CSR dan Kepedulian Perusahaan
Dunia bisnis kini semakin merasakan pentingnya berbagi dan memiliki
kepedulian. Walaupun awalnya kerangka kepedulian ini banyak yang
merasakannya sebagai sebuah keterpaksaan. Namun kini tidak sedikit yang
menyadari ada sejumlah nilai posistif yang akan kembali ke perusahaan.
Kepedulian yang dilakukan perusahaan kini identik dengan istilah CSR (Corporate Social Responsibility).
CSR kini menjadi isu penting di dunia bisnis dan semakin marak
diterapkan perusahaan di berbagai belahan dunia, termasuk di Indonesia.
Menguatnya terpaan prinsip good corporate gorvernance telah
mendorong CSR semakin menyentuh ”jantung hati” dunia bisnis. Di
Indonesia, CSR sekarang dinyatakan lebih tegas lagi dalam UU PT No. 40
Tahun 2007 yang belum lama ini disahkan DPR.
Sejumlah pendapat lama tentang bisnis yang hanya mengejar keuntungan
semata (profit) sebagaimana dinyatakan salah satunya oleh Milton
Friedman. Bahwa tujuan utama korporasi adalah memperoleh profit semata,
semakin ditinggalkan. Sebaliknya, konsep triple bottom line (profit, planet, people) yang digagas John Elkington kini semakin masuk ke mainstream etika bisnis.
Phillip Kotler dan Nancy Lee dalam bukunya ”Corporate Social
Responsibility, Doing the Most Good for Your Company and Your Cause”
(2005), mengidentifikasi enam pilihan program bagi perusahaan untuk
melakukan inisiatif dan aktivitas yang berkaitan dengan berbagai masalah
sosial sekaligus sebagai wujud komitmen dari tanggung jawab sosial
perusahaan. Keenam inisiatif sosial yang bisa dieksekusi oleh perusahaan
adalah :
1. Cause Promotions dalam bentuk memberikan kontribusi dana
atau penggalangan dana untuk meningkatkan kesadaran akan masalah-masalah
sosial tertentu seperti, misalnya, bahaya narkotika.

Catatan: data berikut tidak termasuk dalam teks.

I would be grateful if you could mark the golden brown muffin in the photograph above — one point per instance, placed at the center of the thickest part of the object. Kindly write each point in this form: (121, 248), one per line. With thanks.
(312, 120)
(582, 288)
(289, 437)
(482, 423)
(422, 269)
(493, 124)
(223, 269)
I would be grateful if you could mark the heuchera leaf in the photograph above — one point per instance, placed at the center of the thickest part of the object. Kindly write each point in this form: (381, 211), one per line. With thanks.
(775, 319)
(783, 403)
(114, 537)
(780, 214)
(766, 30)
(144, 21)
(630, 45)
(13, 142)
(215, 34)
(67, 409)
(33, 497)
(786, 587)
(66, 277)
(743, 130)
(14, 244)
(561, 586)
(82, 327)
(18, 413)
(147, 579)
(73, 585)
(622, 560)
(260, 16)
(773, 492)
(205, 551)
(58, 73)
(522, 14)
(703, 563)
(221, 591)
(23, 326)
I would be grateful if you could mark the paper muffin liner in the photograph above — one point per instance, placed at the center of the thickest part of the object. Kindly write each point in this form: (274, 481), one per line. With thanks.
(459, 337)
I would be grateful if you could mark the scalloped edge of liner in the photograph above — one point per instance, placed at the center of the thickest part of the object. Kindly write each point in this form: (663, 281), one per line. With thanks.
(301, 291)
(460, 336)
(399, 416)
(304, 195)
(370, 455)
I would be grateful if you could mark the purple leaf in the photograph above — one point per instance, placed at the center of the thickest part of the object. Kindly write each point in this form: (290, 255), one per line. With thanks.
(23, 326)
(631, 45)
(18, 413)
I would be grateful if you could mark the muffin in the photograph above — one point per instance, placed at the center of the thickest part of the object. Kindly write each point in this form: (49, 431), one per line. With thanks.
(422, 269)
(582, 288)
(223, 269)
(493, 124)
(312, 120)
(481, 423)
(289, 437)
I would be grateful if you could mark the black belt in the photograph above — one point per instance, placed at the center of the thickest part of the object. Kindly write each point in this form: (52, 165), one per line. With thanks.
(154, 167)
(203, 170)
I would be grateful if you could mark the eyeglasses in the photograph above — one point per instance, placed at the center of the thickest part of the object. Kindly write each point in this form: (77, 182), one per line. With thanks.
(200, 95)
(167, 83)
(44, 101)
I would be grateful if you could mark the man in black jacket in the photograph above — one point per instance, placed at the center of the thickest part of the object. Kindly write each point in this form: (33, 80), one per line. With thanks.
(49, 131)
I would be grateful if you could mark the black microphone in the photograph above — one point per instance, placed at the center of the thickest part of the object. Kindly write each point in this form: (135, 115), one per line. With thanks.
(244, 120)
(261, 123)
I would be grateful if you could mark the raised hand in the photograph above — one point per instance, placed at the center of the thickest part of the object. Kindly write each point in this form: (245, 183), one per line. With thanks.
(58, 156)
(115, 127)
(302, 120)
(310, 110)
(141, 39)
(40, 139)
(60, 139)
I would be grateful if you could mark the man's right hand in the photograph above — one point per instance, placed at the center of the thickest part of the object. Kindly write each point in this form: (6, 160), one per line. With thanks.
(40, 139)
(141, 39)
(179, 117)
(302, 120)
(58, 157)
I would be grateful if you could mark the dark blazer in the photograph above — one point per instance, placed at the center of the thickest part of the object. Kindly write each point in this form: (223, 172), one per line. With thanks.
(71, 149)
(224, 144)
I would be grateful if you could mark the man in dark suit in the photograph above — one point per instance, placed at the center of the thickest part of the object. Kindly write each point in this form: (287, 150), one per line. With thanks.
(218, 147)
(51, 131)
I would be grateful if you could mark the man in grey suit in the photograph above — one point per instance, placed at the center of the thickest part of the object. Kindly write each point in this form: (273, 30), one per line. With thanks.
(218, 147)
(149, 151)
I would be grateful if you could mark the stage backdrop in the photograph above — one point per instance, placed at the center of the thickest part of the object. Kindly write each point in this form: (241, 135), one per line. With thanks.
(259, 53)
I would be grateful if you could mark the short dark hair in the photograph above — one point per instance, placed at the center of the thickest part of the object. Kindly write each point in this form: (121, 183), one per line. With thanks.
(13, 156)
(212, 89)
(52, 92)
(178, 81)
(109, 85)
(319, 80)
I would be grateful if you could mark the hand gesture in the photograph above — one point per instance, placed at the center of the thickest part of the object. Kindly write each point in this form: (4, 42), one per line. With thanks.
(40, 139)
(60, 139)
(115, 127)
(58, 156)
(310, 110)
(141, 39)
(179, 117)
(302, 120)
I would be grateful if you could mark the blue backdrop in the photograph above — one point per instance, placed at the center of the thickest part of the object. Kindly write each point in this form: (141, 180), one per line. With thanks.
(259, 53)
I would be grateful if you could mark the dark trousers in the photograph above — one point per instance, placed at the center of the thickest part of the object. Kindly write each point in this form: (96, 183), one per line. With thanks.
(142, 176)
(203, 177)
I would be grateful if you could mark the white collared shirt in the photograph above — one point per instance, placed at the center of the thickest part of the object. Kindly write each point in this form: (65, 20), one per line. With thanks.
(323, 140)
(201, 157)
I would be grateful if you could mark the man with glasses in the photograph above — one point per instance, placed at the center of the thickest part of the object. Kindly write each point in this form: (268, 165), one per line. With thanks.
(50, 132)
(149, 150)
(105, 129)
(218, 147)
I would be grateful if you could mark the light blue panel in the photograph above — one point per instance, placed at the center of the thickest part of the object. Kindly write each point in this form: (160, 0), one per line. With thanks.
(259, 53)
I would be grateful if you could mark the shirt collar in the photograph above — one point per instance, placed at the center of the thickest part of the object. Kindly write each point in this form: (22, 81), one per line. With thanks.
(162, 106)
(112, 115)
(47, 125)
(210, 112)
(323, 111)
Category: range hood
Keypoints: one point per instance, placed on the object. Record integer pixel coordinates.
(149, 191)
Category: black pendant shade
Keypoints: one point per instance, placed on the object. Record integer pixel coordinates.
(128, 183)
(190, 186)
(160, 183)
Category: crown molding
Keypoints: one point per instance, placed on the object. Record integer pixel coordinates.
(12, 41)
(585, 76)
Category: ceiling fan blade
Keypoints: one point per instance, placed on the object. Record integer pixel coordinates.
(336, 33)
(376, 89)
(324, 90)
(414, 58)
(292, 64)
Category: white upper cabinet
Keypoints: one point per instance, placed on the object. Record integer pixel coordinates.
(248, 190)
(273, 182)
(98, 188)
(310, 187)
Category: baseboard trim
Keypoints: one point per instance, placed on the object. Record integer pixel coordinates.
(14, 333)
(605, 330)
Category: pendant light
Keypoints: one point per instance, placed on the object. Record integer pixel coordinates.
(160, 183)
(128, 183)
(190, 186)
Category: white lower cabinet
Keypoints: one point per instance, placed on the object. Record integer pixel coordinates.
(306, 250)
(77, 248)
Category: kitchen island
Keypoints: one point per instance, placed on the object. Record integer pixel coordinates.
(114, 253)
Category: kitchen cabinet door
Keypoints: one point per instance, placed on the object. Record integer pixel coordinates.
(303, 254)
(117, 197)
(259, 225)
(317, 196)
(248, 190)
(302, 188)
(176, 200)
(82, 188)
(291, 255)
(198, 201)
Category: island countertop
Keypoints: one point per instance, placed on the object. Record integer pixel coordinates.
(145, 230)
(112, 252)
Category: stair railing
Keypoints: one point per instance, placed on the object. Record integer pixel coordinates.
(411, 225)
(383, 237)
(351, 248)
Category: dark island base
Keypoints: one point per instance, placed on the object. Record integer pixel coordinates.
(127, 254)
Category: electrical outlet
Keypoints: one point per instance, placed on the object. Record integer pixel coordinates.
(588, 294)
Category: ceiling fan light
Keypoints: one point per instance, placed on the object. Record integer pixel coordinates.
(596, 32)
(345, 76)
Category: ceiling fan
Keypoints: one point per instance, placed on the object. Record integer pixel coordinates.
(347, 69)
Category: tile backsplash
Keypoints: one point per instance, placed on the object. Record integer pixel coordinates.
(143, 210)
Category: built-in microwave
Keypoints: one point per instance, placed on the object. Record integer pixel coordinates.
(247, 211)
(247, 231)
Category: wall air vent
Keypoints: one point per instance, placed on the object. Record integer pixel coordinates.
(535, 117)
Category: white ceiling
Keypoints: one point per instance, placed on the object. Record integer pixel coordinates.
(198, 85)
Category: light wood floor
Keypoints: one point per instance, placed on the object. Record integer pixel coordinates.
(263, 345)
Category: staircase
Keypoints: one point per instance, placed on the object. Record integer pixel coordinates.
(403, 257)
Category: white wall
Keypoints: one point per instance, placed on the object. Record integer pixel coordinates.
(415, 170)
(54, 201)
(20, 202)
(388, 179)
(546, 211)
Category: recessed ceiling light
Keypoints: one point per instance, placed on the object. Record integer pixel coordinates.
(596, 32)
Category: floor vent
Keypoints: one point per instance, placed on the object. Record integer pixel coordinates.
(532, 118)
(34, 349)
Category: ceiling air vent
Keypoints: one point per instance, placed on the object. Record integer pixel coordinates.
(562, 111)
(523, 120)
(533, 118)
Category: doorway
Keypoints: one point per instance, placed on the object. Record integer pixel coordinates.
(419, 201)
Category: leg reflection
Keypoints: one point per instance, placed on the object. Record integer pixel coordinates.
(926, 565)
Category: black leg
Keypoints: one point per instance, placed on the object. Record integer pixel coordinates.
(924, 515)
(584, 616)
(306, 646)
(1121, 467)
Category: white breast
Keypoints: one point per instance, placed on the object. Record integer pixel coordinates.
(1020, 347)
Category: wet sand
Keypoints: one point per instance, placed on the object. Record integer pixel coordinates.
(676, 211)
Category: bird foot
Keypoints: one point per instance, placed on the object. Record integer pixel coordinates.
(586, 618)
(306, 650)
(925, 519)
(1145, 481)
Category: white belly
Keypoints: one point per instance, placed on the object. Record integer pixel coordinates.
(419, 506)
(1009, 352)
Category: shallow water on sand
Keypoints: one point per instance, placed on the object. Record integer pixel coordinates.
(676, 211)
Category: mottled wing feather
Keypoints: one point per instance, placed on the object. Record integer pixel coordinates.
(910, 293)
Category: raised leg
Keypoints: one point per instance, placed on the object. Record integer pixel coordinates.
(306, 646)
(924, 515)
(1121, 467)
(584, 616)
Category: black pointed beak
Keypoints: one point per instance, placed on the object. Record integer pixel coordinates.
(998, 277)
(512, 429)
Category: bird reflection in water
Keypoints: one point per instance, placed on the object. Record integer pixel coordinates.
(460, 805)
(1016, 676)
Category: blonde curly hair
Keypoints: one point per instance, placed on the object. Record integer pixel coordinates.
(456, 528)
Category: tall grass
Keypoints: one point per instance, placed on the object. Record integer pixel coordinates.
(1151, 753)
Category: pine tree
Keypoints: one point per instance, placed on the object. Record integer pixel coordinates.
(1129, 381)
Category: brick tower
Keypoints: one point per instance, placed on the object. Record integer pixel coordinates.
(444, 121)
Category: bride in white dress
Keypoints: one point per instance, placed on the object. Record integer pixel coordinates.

2. Cause-Related Marketing bentuk kontribusi perusahaan dengan
menyisihkan sepersekian persen dari pendapatan sebagai donasi bagi
masalah sosial tertentu, untuk periode waktu tertentu atau produk
tertentu.
3. Corporate Social Marketing disini perusahaan membantu
pengembangan maupun implementasi dari kampanye dengan fokus untuk
merubah perilaku tertentu yang mempunyai pengaruh negatif, seperti
misalnya kebiasaan berlalu lintas yang beradab.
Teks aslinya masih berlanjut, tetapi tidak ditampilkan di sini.